As it happens, they're digging for hobbits in Hollywood, too. The kind with a thing for finger bling and a knack for raking in billions at the box office. Up until a few weeks ago, it was looking as if this breed might be extinct as well, wiped out by dark lords more powerful than Sauron himself — entertainment lawyers. But now the legal battle that's kept The Lord of the Rings' prequel, The Hobbit, hung up for years — a bitter feud between Rings director Peter Jackson and New Line Cinema co-chairman Robert Shaye — may finally be nearing resolution. For once, there's reason to be cautiously optimistic. At this writing, no agreements have been announced and details of the negotiations are sketchy (neither New Line nor Jackson's camp would comment to EW on any aspect of this story), but sources close to the talks tell us that they're detecting a lot less frost in the air, and that a deal may be reached that could help usher J.R.R. Tolkien's maiden Middle-earth masterpiece to screens before the end of the decade. ''There has been a détente,'' says one insider. There is now the beginning of a discourse between Peter Jackson and New Line that's running parallel to the litigation proceedings.''
Okay, so it's not the sort of declaration of peace that sets church bells clanging. But it is a vast improvement from just 10 months ago, when Shaye and Jackson duked it out in the press and the studio co-chief angrily told a reporter that the director was too arrogant for his tastes, adding ''I don't want to work with that guy anymore.'' Besides, in Hollywood, any movement on this long-stalled project is major news. It was The Hobbit, after all, that first introduced the world to the lovely and terrifying universe of Middle-earth. The novel is set about 60 years before Lord of the Rings, and for many readers who dove into Tolkien's work as kids, it retains a warmer glow in memory than the daunting and sometimes slow-moving trilogy. Its hero is one Bilbo Baggins, an unassuming homebody hobbit who gets dragooned by one wizard and 13 dwarves into an adventure during which he relieves a dragon named Smaug of an ill-gotten treasure and the wicked Gollum of a certain all-powerful ring. Only a few LOTR cast members make return appearances in this earlier tale. But the story has precisely the same themes — of loyalty and unexpected bravery — that made the Rings series huge. And by huge we mean gargantuan, with each film earning about a billion dollars worldwide between 2001 and 2003, along with 17 Oscars, including ones for Best Director and Best Picture. In Hollywood, in other words, The Hobbit is that rarest of magical creatures — a sure thing.

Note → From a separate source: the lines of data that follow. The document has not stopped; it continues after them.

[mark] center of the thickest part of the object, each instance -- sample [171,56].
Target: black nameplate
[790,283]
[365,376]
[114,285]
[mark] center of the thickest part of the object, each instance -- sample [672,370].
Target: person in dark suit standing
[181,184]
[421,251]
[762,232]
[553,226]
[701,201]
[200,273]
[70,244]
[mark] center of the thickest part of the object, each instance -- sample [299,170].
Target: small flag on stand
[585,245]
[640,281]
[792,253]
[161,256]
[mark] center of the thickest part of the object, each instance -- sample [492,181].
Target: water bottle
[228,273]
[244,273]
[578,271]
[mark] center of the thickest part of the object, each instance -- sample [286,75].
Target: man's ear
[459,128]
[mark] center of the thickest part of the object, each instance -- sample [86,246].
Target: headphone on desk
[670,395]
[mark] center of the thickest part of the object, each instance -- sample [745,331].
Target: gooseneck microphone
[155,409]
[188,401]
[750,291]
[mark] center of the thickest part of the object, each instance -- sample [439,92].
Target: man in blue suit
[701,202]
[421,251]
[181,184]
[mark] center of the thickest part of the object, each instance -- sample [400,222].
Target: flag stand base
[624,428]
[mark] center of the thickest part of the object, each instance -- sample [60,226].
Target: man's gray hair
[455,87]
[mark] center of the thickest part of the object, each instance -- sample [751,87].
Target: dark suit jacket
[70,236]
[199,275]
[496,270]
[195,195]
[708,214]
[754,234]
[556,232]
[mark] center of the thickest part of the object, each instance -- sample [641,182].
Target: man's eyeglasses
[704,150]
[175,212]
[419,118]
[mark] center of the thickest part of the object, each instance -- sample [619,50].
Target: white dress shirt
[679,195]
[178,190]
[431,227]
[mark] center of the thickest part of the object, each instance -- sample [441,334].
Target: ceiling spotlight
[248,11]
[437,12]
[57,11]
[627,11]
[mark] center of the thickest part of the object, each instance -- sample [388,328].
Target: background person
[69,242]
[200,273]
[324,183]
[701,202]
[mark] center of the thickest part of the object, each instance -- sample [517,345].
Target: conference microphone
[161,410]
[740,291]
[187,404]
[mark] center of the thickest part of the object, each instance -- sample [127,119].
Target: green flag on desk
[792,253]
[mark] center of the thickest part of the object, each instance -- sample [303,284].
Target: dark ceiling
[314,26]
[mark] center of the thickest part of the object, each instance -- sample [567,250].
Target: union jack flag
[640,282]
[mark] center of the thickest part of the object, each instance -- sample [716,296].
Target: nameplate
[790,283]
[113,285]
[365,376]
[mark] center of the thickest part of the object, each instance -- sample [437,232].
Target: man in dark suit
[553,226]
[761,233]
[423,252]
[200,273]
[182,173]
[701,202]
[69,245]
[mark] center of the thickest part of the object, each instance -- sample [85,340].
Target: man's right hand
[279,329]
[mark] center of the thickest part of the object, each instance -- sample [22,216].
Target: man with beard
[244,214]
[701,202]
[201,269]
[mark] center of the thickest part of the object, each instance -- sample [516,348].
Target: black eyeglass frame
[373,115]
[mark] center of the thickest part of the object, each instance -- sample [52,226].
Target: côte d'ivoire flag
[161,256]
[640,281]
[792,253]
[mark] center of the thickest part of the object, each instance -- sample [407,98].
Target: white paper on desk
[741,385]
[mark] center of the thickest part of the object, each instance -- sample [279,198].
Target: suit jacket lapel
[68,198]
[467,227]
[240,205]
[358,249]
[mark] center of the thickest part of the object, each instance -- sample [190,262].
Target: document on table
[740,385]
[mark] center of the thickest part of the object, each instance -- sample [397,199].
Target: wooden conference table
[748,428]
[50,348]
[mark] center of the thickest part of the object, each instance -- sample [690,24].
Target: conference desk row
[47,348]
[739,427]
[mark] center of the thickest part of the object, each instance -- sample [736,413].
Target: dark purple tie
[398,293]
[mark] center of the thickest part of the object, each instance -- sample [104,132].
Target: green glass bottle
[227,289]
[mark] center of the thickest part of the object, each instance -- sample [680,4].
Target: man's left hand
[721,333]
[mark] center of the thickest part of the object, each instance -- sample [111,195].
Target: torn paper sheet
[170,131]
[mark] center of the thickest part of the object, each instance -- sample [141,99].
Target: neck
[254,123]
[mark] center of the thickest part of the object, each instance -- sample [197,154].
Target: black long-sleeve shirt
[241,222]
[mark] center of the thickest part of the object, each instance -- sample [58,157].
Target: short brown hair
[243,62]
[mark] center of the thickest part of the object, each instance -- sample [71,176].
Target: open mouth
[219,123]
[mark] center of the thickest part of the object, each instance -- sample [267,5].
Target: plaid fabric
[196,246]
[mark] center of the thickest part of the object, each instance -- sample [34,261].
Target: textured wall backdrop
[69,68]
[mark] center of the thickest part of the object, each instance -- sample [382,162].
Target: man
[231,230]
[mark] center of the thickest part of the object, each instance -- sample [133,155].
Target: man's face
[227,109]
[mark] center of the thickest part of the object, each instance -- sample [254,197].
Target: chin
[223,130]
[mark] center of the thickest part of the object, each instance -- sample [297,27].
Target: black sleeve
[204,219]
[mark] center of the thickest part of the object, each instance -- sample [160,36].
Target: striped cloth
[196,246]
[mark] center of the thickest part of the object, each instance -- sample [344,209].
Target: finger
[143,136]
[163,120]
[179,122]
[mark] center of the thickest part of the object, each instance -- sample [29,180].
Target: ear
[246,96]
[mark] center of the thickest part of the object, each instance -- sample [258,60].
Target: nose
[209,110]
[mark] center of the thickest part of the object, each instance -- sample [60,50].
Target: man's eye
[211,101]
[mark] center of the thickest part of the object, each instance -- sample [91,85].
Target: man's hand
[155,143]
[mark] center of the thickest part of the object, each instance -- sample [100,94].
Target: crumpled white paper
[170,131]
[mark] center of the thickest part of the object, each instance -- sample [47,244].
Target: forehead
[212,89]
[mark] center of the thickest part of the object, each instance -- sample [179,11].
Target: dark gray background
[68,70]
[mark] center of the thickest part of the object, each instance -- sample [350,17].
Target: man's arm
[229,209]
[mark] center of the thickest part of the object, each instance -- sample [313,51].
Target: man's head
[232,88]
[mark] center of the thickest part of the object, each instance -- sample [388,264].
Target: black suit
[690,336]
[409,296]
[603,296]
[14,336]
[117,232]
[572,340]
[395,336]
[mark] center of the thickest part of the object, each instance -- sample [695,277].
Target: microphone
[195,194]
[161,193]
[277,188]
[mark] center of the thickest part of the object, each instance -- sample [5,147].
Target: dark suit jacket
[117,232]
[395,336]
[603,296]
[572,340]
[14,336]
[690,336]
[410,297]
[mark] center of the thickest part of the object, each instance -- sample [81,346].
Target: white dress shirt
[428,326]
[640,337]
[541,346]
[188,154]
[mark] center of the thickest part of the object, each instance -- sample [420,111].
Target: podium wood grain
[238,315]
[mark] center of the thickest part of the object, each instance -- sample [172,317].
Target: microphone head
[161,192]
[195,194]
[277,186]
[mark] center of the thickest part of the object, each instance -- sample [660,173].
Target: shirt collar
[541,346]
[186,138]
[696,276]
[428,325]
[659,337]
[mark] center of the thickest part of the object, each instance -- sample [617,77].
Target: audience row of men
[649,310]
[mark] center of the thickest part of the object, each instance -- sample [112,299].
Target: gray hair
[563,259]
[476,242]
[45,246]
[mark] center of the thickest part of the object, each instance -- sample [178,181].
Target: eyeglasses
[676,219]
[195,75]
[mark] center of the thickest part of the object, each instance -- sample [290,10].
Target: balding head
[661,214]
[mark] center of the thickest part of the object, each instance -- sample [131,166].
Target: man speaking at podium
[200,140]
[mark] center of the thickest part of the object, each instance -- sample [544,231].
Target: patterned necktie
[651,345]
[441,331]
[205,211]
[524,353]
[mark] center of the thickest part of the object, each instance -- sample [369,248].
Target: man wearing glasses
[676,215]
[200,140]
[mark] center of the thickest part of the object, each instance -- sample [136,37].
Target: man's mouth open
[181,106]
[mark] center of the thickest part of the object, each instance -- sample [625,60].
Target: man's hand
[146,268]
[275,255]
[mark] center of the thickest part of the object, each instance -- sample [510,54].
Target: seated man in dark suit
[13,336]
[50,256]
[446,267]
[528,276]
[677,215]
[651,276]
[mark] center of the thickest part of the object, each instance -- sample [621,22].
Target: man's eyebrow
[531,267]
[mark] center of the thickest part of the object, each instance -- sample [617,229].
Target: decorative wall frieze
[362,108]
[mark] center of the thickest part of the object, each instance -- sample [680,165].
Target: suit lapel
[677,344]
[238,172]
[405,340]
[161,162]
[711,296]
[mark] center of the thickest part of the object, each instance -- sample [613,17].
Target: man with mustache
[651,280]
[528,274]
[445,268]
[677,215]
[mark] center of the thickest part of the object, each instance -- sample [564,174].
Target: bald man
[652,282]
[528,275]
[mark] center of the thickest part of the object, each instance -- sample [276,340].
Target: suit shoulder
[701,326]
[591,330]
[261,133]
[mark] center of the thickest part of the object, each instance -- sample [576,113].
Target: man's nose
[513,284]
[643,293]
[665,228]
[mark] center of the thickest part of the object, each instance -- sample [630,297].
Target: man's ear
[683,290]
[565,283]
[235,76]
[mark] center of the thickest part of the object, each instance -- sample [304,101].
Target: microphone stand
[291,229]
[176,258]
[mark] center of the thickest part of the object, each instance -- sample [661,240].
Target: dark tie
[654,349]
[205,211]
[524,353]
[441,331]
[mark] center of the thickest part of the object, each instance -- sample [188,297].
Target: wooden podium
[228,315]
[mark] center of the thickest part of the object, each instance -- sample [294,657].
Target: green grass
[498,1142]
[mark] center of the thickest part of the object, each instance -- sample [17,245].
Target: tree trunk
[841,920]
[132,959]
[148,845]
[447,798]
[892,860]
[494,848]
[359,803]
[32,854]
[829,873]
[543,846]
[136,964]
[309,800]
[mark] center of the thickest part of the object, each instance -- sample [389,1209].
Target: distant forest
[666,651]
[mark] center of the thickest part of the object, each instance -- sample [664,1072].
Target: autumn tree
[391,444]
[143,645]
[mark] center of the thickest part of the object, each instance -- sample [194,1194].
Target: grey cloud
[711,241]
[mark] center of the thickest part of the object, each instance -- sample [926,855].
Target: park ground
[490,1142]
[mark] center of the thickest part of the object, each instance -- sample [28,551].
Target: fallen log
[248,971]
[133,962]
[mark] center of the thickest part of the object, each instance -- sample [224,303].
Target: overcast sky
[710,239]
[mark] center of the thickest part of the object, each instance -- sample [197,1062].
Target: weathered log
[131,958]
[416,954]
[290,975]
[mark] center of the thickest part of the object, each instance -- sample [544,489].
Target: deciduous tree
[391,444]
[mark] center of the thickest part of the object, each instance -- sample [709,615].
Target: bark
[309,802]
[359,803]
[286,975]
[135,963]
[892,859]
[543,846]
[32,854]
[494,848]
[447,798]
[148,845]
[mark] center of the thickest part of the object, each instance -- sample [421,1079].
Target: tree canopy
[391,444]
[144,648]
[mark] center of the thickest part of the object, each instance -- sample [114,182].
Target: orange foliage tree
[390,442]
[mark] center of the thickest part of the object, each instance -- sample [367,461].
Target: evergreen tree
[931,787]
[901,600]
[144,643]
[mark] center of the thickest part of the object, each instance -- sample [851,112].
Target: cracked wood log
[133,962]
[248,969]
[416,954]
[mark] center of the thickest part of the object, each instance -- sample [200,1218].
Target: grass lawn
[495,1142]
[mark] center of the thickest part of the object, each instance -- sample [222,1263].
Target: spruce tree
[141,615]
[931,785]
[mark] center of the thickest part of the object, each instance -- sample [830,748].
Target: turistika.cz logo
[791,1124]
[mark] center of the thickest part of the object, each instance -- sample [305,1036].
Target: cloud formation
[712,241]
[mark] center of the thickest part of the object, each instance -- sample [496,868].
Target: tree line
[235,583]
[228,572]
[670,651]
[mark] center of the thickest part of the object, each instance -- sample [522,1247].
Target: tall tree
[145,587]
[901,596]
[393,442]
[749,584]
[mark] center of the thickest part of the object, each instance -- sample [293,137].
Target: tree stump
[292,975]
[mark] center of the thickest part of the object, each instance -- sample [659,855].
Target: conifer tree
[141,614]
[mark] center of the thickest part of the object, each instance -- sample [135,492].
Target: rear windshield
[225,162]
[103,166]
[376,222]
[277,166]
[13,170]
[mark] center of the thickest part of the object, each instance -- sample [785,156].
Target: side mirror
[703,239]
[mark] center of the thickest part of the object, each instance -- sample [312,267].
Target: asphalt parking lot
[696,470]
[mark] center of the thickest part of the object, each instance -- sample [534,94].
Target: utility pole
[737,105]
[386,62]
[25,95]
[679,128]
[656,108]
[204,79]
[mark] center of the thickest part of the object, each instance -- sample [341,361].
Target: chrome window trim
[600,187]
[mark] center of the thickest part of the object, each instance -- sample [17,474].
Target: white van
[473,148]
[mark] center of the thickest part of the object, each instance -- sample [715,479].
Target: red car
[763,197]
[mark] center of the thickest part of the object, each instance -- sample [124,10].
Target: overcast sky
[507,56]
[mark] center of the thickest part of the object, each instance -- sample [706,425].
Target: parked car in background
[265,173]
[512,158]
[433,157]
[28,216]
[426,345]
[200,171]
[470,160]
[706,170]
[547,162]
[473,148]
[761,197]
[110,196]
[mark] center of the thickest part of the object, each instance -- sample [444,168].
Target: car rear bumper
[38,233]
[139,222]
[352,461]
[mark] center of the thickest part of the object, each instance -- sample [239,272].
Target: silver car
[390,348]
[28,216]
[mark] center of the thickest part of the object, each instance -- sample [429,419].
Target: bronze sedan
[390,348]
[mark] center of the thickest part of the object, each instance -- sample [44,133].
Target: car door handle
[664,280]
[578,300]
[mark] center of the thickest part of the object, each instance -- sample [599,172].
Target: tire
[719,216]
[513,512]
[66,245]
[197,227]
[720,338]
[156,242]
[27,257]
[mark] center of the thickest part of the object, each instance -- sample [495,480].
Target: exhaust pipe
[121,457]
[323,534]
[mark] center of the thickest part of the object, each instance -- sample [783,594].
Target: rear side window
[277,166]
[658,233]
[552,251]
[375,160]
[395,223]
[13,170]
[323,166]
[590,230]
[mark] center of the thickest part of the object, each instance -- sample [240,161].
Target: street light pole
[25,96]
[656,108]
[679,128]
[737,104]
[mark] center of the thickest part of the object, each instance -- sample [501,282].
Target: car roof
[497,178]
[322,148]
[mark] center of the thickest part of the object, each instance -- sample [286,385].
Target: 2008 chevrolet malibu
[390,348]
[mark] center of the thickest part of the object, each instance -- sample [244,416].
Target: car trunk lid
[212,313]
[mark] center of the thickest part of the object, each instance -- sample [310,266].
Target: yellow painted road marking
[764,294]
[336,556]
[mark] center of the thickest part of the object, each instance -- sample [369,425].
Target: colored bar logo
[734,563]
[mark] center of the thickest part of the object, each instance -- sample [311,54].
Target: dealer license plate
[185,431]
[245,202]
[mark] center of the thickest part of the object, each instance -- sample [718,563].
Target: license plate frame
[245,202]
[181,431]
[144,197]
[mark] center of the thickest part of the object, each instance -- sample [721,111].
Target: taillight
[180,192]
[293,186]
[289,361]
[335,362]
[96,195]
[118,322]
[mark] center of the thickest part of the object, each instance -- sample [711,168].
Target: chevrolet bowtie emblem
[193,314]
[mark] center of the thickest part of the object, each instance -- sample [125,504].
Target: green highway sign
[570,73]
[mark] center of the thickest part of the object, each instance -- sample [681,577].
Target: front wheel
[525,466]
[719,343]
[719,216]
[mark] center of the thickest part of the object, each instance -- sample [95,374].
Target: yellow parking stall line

And that's what makes this lawsuit mess so mystifying. What disagreement over Lord of the Rings could possibly be so important, so personal, that both sides would blow a potential billion dollars in revenue over it?
The irony is that once upon a time, Peter Jackson and Bob Shaye gave each other the greatest gifts of their careers. In 1998, Jackson's bid to make LOTR as three separate films — as opposed to two, or even one — had been rejected by virtually every studio in Hollywood. Shaye and New Line were his last hope, a fact the director camouflaged by calling a couple of times to reschedule the appointment with New Line because of his supposedly hectic itinerary. Jackson and Shaye made for an odd pair: a shy Kiwi perennially in short pants and bare feet, and one of the last real Hollywood mavericks, who was so fond of his sunglasses that Jack Nicholson once took to calling him ''Bobby Shades.'' What Jackson and Shaye did have in common was a kind of fearlessness and an absolute indifference to what other people thought was financial or creative suicide. Shaye greenlit Jackson's dream of a trio of $100 million fantasy films about elves and dwarves. (Not even Harvey Weinstein had the stomach for that; he told Jackson he'd sign on for only two. Because he was an executive producer, he wound up with a cut of the box office anyway.) And Jackson gave Shaye a $3 billion franchise and a new image for his company. New Line, which Shaye launched 40 years ago by discovering such camp classics as Reefer Madness and marketing them out of his apartment, is no longer best known for A Nightmare on Elm Street or Austin Powers.